女性派遣社員強殺事件に死刑判決
岡山市で2011年9月、同市の派遣社員加藤みささん(当時27歳)から現金を奪って殺害し、遺体を切断して捨てたなどとして、
強盗殺人罪などに問われた元同僚の住田紘一被告(30)(大阪市住吉区)の裁判員裁判の判決が14日、岡山地裁であった。
森岡孝介裁判長は「殺害態様は冷酷、残虐。被害者は1人だが、結果は重大。更生の可能性も高いとは言えない」などとして、
求刑通り死刑を言い渡した。
(2013年2月14日16時24分 読売新聞)
ーーーーーーーーーーーーーーーーーーーーーーー
・・・従前、死刑選択の基準としては、いわゆる「永山則夫事件」の最高裁が示した基準によるとされてきた。
すなわち、最高裁は、
「死刑制度を存置する現行法制の下では、犯行の罪質、動機、態様ことに殺害の手段方法の執拗性・残虐性、結果の重大性ことに
殺害された被害者の数、遺族の被害感情、社会的影響、犯人の年齢、前科、犯行後の情状等各般の情状を併せ考察したとき、
その罪責が誠に重大であつて、罪刑の均衡の見地からも一般予防の見地からも極刑がやむをえないと認められる場合には、
死刑の選択も許されるものといわなければならない。」
と一般論を述べた上で、当該事件において犯行当時少年であった被告人を無期懲役とした高裁判決を破棄、差し戻した。

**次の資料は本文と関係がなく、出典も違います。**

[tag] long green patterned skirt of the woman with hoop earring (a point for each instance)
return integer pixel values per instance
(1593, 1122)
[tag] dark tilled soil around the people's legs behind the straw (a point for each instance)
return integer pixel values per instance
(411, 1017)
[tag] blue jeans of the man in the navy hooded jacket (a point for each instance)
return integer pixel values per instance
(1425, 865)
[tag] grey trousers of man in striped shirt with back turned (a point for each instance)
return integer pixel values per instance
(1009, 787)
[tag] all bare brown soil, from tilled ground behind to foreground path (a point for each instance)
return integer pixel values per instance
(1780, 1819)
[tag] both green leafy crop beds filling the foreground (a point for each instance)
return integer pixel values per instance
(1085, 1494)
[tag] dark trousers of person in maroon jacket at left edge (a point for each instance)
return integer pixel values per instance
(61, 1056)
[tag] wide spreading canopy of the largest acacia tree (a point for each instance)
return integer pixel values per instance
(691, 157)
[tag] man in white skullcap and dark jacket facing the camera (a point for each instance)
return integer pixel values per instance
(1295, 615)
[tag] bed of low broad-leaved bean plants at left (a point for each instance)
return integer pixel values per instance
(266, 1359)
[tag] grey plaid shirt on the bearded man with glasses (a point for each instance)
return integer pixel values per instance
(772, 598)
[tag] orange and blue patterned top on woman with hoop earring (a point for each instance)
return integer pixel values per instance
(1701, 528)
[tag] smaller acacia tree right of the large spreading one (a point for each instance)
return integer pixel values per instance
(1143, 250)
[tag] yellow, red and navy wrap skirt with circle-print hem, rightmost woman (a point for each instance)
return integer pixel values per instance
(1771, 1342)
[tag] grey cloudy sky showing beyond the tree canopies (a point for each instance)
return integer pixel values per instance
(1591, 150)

上記の基準では、「結果の重大性ことに被害者の数」が重要な要素とされている。
このことからすれば、被害者が一人なのに、死刑判決とするのは、異例であるように思われるが、本件で裁判所が「被害者は1人だが、
結果は重大」とした要素がどこにあるのかは、事実関係や他の判断要素を検証してみないと判然としない。
ただ、やはり裁判員裁判が施行されるようになってから、厳罰化の傾向があると指摘されていることもあり、
この判決もその流れに沿ったものである可能性は否定できないように思われる。